Field swabs collected from the oral and cloacal cavities positive for virus are listed with a + symbol, otherwise an N/A is listed. ICPI experimental infection swabs collected in the lab from the oral and cloacal cavities positive for virus are listed below with their corresponding ICPI values, otherwise an N/A is listed.

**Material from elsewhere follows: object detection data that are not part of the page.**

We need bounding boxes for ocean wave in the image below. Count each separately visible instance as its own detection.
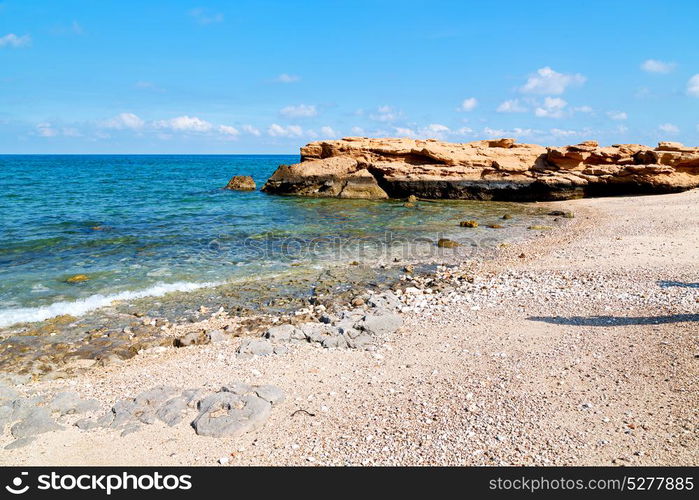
[0,282,223,327]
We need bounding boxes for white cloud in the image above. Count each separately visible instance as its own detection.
[454,127,473,135]
[267,123,303,137]
[641,59,677,73]
[36,122,58,137]
[36,122,82,137]
[483,127,541,137]
[189,7,223,25]
[549,128,580,137]
[496,99,527,113]
[395,127,417,137]
[607,111,629,120]
[0,33,32,49]
[369,106,400,122]
[520,66,586,95]
[102,113,145,130]
[534,97,568,118]
[241,125,261,137]
[458,97,478,111]
[155,115,214,132]
[419,123,451,139]
[218,125,240,137]
[279,104,318,118]
[658,123,680,134]
[274,73,301,83]
[687,73,699,97]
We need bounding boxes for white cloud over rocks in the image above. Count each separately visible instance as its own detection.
[267,123,303,137]
[641,59,677,73]
[519,66,586,95]
[279,104,318,118]
[370,106,401,122]
[0,33,32,49]
[534,97,568,118]
[394,123,473,140]
[658,123,680,135]
[496,99,527,113]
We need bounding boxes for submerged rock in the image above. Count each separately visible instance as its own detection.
[224,175,257,191]
[437,238,461,248]
[66,274,90,283]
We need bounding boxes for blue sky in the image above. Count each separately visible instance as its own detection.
[0,0,699,153]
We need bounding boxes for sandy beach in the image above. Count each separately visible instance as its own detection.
[0,190,699,465]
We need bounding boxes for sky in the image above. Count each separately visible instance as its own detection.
[0,0,699,154]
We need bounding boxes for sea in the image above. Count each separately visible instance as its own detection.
[0,155,550,328]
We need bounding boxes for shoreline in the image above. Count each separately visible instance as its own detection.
[0,190,699,465]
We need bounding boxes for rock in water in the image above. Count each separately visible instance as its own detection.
[437,238,461,248]
[224,175,257,191]
[262,137,699,203]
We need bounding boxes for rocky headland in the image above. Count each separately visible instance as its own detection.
[262,137,699,201]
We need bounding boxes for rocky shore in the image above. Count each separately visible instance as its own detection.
[262,137,699,201]
[0,191,699,465]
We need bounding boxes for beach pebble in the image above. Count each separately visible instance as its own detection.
[206,330,228,344]
[264,325,298,342]
[237,339,274,356]
[5,436,36,450]
[49,392,99,416]
[10,407,62,438]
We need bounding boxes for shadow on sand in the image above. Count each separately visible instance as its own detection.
[527,314,699,326]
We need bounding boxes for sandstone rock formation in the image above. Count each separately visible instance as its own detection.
[224,175,257,191]
[262,137,699,201]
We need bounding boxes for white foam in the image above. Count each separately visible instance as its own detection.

https://doi.org/10.1371/journal.pone.0162484.t002

Sequencing Results and Phylogenetic Analyses

Sequencing data from the F-gene analysis showed that the 24 isolates from wild birds in Brazil, Bulgaria, Ukraine and the USA contained fusion protein cleavage sites specific for NDV of low virulence with two basic amino acids between residue positions 113 and 116 and a leucine at position 117 (113RQGR↓L117) [59]. As a result of the preliminary phylogenetic analysis including all available sequences from GenBank and the 24 sequences obtained in this study (data not shown), 54 viral sequences that were evolutionarily closely related to reference vaccine strains from genotypes I and II were selected for further analysis. The corresponding data about these selected viruses are presented in Table 1. Utilizing established criteria, the 24 NDV sequences were classified as members of genotype II of class II [81]. Nine of them clustered together with the vaccine strain chicken/USA/LaSota/1946, while the other 15 isolates grouped with two additional ND vaccine strains of genotype II—chicken/USA/HitchnerB1/1947 and turkey/USA/VG/GA/1989 (Fig 1).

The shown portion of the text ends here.